Il Google Play Store è da molti identificato quale unico luogo sicuro da dove scaricare applicazioni per i nostri dispositivi mobili, con i contenuti passati sotto l’attento occhio di BigG; secondo un recente studio della Carnagie Mellon University, però, sarebbero 18 mila le applicazioni gratuitamente scaricabili dal Play Store che non hanno una politica sulla gestione della privacy, rendendo “oscuro” il trattamento delle informazioni personali degli utenti.

E chi invece ha una privacy policy? A quanto sembra non sempre averne una è abbastanza: infatti, il 41% delle applicazioni con una politica per la privacy non menziona la raccolta di dati identificabili, mentre il 17% sembra dimenticarsi di dire che queste informazioni vengono condivise.

Applicazioni che gestiscono informazioni dell’utente e che non indicano le norme sulla privacy violano inoltre il regolamento dello stesso Store di Google, che per tal argomento richiede:

Se l’app gestisce dati personali o sensibili dell’utente (inclusi dati di pagamento e di autenticazione, informazioni personali e finanziarie, dati della rubrica o dei contatti, dati dei sensori di microfono e fotocamera e dati sensibili relativi al dispositivo), tale app deve:

  • Pubblicare le norme sulla privacy sia nel relativo campo in Play Developer Console sia all’interno dell’app distribuita su Play.
  • Gestire i dati utente in sicurezza e trasmetterli utilizzando la moderna crittografia (ad esempio tramite HTTPS).

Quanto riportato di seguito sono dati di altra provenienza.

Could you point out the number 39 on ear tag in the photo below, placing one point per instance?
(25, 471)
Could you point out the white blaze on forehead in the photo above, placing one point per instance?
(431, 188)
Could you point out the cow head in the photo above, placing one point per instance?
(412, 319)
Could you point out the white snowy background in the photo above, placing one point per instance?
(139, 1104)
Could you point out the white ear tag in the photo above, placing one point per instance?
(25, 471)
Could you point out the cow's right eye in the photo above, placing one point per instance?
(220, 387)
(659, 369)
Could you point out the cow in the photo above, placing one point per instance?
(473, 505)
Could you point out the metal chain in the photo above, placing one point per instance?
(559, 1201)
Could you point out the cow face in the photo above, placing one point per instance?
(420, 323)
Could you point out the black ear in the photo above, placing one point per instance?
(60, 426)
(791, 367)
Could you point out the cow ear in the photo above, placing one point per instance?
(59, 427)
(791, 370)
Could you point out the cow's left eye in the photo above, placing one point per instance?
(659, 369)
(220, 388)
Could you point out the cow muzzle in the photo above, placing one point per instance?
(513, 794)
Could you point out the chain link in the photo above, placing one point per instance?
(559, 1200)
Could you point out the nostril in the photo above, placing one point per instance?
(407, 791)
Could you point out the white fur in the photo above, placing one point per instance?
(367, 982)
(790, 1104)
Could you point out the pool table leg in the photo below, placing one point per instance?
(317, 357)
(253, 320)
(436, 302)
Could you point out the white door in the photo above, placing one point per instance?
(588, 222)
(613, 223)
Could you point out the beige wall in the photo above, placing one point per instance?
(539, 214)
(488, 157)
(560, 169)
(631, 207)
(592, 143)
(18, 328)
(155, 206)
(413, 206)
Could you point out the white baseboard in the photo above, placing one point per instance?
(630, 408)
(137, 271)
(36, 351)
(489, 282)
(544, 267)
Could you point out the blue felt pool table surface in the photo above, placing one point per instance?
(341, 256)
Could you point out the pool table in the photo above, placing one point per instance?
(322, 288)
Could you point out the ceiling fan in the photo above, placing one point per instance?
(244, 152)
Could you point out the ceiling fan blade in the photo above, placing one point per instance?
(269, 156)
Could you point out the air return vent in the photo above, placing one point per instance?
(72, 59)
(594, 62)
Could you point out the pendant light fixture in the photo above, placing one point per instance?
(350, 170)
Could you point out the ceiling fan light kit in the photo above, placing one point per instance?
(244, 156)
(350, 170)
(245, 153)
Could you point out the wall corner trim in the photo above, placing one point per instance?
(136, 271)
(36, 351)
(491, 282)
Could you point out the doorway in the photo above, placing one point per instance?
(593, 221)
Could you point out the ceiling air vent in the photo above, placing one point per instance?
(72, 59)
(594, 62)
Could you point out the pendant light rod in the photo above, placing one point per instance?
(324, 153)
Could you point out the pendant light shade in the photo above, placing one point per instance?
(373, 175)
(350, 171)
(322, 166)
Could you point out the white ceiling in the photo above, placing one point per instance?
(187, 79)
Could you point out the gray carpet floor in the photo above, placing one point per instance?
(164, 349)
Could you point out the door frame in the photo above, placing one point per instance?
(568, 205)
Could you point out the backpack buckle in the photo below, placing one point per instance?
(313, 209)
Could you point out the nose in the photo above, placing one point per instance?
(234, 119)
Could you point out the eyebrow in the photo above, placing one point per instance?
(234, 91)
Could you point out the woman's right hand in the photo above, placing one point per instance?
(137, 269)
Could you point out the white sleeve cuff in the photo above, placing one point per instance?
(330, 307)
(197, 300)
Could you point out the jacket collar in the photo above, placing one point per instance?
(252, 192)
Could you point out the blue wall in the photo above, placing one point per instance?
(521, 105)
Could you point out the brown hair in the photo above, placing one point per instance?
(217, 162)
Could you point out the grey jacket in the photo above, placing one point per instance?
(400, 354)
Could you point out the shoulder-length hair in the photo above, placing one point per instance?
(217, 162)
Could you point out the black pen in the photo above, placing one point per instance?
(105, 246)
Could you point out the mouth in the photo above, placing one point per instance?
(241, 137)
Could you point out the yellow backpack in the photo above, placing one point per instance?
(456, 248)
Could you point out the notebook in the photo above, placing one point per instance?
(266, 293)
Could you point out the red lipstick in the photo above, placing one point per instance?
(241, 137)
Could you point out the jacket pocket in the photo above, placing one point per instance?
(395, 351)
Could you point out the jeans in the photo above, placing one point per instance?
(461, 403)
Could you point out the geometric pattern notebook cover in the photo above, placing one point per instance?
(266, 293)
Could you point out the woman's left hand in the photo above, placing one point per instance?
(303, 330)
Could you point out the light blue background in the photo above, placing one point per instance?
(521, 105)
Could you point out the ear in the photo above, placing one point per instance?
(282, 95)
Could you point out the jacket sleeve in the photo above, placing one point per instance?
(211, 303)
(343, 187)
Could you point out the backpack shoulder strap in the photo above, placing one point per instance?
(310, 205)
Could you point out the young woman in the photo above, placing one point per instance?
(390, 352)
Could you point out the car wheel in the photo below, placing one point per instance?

Le norme sulla privacy, insieme a eventuali comunicazioni in-app, devono spiegare in modo esauriente in che modo la tua app raccoglie, utilizza e condivide i dati degli utenti, indicando anche la tipologia di terze parti con cui i dati vengono condivisi.

A quanto sembra, comunque, il problema sembrerebbe non essere così grave quanto indicato dalla Carnagie Mellon University (non tutte queste applicazioni hanno l’obiettivo di rubare i vostri dati personali per scopi loschi); dopotutto, la causa dietro a tutte queste irregolarità è probabilmente una poca chiarezza, o una scarsa preparazione per gli sviluppatori: ad esempio, se realizzaste un’applicazione che per un qualche motivo utilizza Google Maps, ecco che dovreste indicare tra le norme sulla privacy il fatto che la posizione verrà condivisa.